Q: When we look at the album title, did you ever think that this would be the world that Bright Eyes returned to? How did the timing feel?

A: I suppose you can say it’s a little bit uncanny. We thought we were going to be touring all year. I think we all expected with the election and just this feeling of a growing sort of need for transformation in our world. That’s an undercurrent that’s always been part of the creative process of things. I suppose that’s when the title made a lot of sense. But in no way did anybody ever see this [happening] in the world.

Q: Finally, do you have any advice for young folks here considering a family move to Omaha or Lincoln — or just interested in trying their hand at starting a band?

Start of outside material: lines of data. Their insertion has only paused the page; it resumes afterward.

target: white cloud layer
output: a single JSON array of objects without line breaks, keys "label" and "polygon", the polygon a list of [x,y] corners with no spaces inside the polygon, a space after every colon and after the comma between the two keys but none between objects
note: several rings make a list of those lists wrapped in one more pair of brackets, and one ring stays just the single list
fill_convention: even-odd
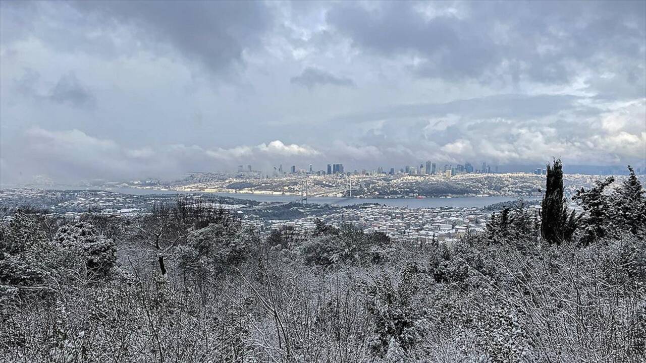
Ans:
[{"label": "white cloud layer", "polygon": [[646,3],[0,2],[0,181],[646,169]]}]

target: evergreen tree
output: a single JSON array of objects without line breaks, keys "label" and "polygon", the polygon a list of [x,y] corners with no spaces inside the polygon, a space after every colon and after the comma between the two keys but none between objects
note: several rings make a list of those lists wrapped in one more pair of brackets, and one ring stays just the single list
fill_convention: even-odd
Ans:
[{"label": "evergreen tree", "polygon": [[541,203],[541,234],[550,244],[558,244],[563,239],[563,172],[561,160],[547,165],[545,195]]},{"label": "evergreen tree", "polygon": [[550,244],[560,244],[569,239],[580,218],[572,211],[568,216],[563,197],[563,172],[561,159],[547,165],[545,195],[541,203],[541,234]]},{"label": "evergreen tree", "polygon": [[617,189],[616,217],[634,234],[646,233],[646,198],[635,171],[628,165],[630,175]]},{"label": "evergreen tree", "polygon": [[580,239],[583,245],[587,245],[603,238],[615,229],[612,223],[614,218],[612,217],[614,211],[610,203],[611,196],[604,193],[605,189],[613,182],[614,178],[612,176],[598,181],[589,191],[581,188],[572,198],[579,201],[586,212],[586,216],[582,221],[583,231]]}]

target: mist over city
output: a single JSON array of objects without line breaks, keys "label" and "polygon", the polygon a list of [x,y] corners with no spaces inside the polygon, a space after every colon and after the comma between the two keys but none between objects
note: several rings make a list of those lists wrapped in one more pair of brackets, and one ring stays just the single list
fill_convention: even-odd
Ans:
[{"label": "mist over city", "polygon": [[0,0],[0,363],[645,363],[645,0]]}]

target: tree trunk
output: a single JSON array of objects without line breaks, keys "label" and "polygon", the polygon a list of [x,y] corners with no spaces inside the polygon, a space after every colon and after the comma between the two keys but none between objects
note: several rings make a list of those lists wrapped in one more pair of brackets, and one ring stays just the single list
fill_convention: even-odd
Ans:
[{"label": "tree trunk", "polygon": [[166,265],[163,263],[163,256],[159,256],[159,262],[160,262],[160,270],[162,271],[162,275],[166,275]]}]

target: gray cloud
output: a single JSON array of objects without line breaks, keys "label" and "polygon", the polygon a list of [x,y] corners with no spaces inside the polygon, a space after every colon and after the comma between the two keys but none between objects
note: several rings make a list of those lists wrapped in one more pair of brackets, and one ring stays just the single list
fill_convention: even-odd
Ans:
[{"label": "gray cloud", "polygon": [[167,43],[216,72],[242,62],[244,50],[260,43],[271,19],[258,1],[79,1],[74,6],[132,26],[141,39]]},{"label": "gray cloud", "polygon": [[76,107],[94,106],[94,95],[84,87],[70,72],[64,74],[50,91],[48,98],[58,103],[68,103]]},{"label": "gray cloud", "polygon": [[552,156],[646,167],[643,1],[0,7],[3,182]]},{"label": "gray cloud", "polygon": [[346,87],[355,87],[355,83],[349,78],[338,77],[317,68],[309,67],[302,73],[292,77],[289,81],[296,85],[305,86],[308,88],[323,85],[332,85]]},{"label": "gray cloud", "polygon": [[641,68],[634,76],[644,81],[643,1],[379,5],[345,3],[327,19],[360,49],[417,57],[413,69],[420,76],[563,84],[587,66],[617,72],[621,79],[629,70],[614,63],[621,57],[621,63]]}]

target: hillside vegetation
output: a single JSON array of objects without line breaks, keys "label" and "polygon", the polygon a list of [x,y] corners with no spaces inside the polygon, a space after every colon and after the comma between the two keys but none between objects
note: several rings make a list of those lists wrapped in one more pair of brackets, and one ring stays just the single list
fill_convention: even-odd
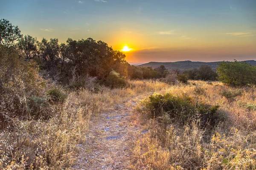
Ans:
[{"label": "hillside vegetation", "polygon": [[0,20],[0,169],[70,168],[92,115],[155,92],[133,112],[151,130],[129,168],[255,169],[255,66],[137,67],[102,41],[20,33]]},{"label": "hillside vegetation", "polygon": [[[139,65],[141,67],[151,67],[155,68],[160,65],[164,65],[168,70],[181,69],[182,70],[199,68],[202,65],[208,65],[214,70],[218,67],[218,64],[222,62],[201,62],[191,61],[178,61],[176,62],[149,62]],[[256,65],[256,61],[247,60],[244,62],[253,65]]]},{"label": "hillside vegetation", "polygon": [[254,88],[192,81],[137,106],[148,134],[133,150],[133,169],[255,170]]}]

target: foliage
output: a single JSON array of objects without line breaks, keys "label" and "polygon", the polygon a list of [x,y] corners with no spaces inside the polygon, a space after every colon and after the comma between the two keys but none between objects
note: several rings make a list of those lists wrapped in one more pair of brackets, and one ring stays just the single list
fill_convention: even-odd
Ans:
[{"label": "foliage", "polygon": [[127,84],[125,79],[120,77],[119,74],[114,71],[111,72],[105,81],[105,85],[111,88],[124,88]]},{"label": "foliage", "polygon": [[42,97],[45,90],[46,82],[39,76],[35,63],[23,61],[18,51],[9,51],[3,46],[0,47],[0,110],[3,125],[10,121],[7,117],[29,119],[38,115],[29,109],[27,105],[31,96]]},{"label": "foliage", "polygon": [[232,87],[256,84],[256,67],[236,60],[223,62],[217,69],[218,78]]},{"label": "foliage", "polygon": [[177,74],[173,71],[168,71],[165,78],[162,78],[161,79],[164,82],[172,85],[176,84],[178,82]]},{"label": "foliage", "polygon": [[186,122],[189,119],[199,117],[202,125],[207,122],[212,125],[221,120],[217,111],[219,106],[211,106],[204,103],[195,103],[188,96],[175,96],[166,93],[163,95],[155,94],[149,96],[146,107],[150,110],[151,118],[160,117],[167,114],[175,121]]},{"label": "foliage", "polygon": [[13,26],[4,19],[0,19],[0,44],[11,47],[21,36],[17,26]]},{"label": "foliage", "polygon": [[216,80],[217,76],[216,73],[212,70],[210,66],[202,65],[197,71],[195,79],[213,81]]},{"label": "foliage", "polygon": [[54,102],[58,102],[61,103],[63,102],[67,98],[66,95],[59,88],[53,87],[50,89],[47,94],[50,96],[50,100]]},{"label": "foliage", "polygon": [[216,80],[217,74],[208,65],[201,65],[199,68],[195,68],[184,71],[183,74],[186,75],[189,79],[204,81]]},{"label": "foliage", "polygon": [[177,76],[178,80],[180,82],[186,83],[188,82],[189,78],[188,76],[186,74],[178,74]]},{"label": "foliage", "polygon": [[160,76],[161,77],[165,77],[167,73],[167,70],[166,68],[164,65],[163,65],[156,68],[154,69],[154,70],[159,73]]},{"label": "foliage", "polygon": [[[220,105],[216,113],[223,120],[222,123],[216,124],[214,128],[202,128],[202,118],[192,118],[190,121],[181,122],[170,119],[164,112],[157,119],[147,119],[147,116],[152,115],[152,108],[149,107],[150,99],[146,98],[137,107],[137,113],[140,115],[143,129],[148,129],[148,132],[138,139],[131,150],[131,169],[254,170],[254,88],[238,89],[242,94],[230,102],[220,94],[223,89],[229,88],[221,82],[189,82],[171,86],[161,93],[173,94],[184,99],[189,96],[193,99],[192,105],[207,103]],[[191,85],[192,84],[197,86]],[[195,91],[196,89],[198,92]],[[204,93],[199,89],[204,89]],[[184,96],[180,94],[183,93],[186,93]]]}]

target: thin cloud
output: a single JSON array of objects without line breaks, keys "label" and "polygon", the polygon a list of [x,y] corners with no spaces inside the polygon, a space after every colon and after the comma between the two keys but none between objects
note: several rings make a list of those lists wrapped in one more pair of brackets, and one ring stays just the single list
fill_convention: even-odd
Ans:
[{"label": "thin cloud", "polygon": [[239,36],[241,35],[250,34],[252,33],[251,32],[230,32],[225,34],[229,34],[234,36]]},{"label": "thin cloud", "polygon": [[187,39],[187,40],[197,40],[196,38],[190,37],[187,36],[186,35],[183,35],[181,37],[180,37],[180,38],[181,38],[182,39]]},{"label": "thin cloud", "polygon": [[52,31],[53,31],[53,30],[54,30],[53,29],[51,29],[51,28],[48,28],[48,29],[41,28],[40,30],[43,31],[47,31],[47,32],[52,32]]},{"label": "thin cloud", "polygon": [[94,1],[96,2],[102,2],[102,3],[107,3],[108,1],[105,1],[104,0],[94,0]]},{"label": "thin cloud", "polygon": [[70,30],[79,30],[79,29],[77,28],[73,28],[70,29]]},{"label": "thin cloud", "polygon": [[172,35],[174,34],[174,32],[175,31],[175,30],[170,30],[167,31],[160,31],[158,34],[160,35]]}]

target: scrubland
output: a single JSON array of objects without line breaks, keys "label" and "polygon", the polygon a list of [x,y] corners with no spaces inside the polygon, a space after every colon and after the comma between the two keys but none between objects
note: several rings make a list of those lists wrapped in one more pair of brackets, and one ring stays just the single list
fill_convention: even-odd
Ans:
[{"label": "scrubland", "polygon": [[[131,168],[256,169],[255,87],[235,88],[218,82],[192,81],[172,86],[160,94],[168,93],[180,99],[189,97],[198,104],[218,106],[212,115],[214,122],[203,125],[210,119],[204,119],[198,114],[190,114],[190,118],[181,122],[181,116],[174,117],[172,113],[165,112],[163,104],[158,106],[162,110],[152,109],[158,94],[145,99],[137,106],[137,113],[150,130],[137,141]],[[190,111],[183,108],[181,111],[186,114]],[[152,112],[159,116],[152,117]]]},{"label": "scrubland", "polygon": [[[15,116],[12,116],[11,111],[17,113],[17,110],[2,110],[6,122],[0,134],[0,147],[3,149],[0,150],[1,168],[61,169],[70,167],[76,162],[78,144],[86,139],[92,114],[96,115],[133,96],[170,87],[158,81],[129,80],[128,82],[129,86],[123,88],[100,86],[97,92],[81,88],[75,91],[61,88],[52,90],[51,87],[47,87],[48,85],[40,89],[38,97],[32,98],[26,98],[22,88],[13,89],[23,95],[20,96],[20,101],[22,99],[27,102],[23,103],[26,105]],[[65,99],[49,100],[53,95],[58,97],[56,99],[61,96]],[[13,102],[12,106],[15,107],[15,105],[18,104]],[[29,107],[37,109],[36,112],[30,110]],[[29,115],[35,112],[38,117]],[[48,116],[44,117],[43,114]]]}]

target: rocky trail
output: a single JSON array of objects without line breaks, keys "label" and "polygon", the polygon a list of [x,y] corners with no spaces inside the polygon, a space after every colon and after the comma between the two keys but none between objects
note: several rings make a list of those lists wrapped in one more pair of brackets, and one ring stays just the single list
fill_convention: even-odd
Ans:
[{"label": "rocky trail", "polygon": [[127,170],[133,144],[148,130],[134,113],[139,96],[92,118],[85,142],[79,146],[74,170]]}]

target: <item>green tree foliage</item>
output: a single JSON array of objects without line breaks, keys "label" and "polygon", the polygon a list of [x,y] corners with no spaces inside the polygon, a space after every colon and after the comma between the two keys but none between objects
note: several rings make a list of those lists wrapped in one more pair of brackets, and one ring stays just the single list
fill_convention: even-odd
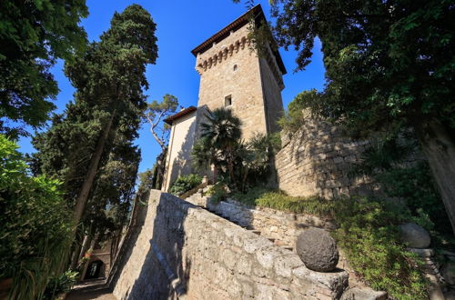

A: The only advice I would have is to seek out help from people in real life as much as possible. In real life and in real time, and I suppose that’s more difficult than it’s ever been. There’s really no substitute for that kind of connection and just interacting in real time with other musicians and exchanging ideas.

I feel fortunate enough to have grown up at a time when that was necessary. We were in a time when getting together with other kids was the thing to do when you’re playing music. Maybe not to sound like the old, traditional sort-of guy.

But now it’s so easy to get lost in Instagram, you know, making music through that medium and connecting that way. And I think, now more than ever, that’s become a necessary reality. But once the dust clears, and once it gets easier to make music with other people, I’d say that’d be my strongest recommendation: To connect as much as possible.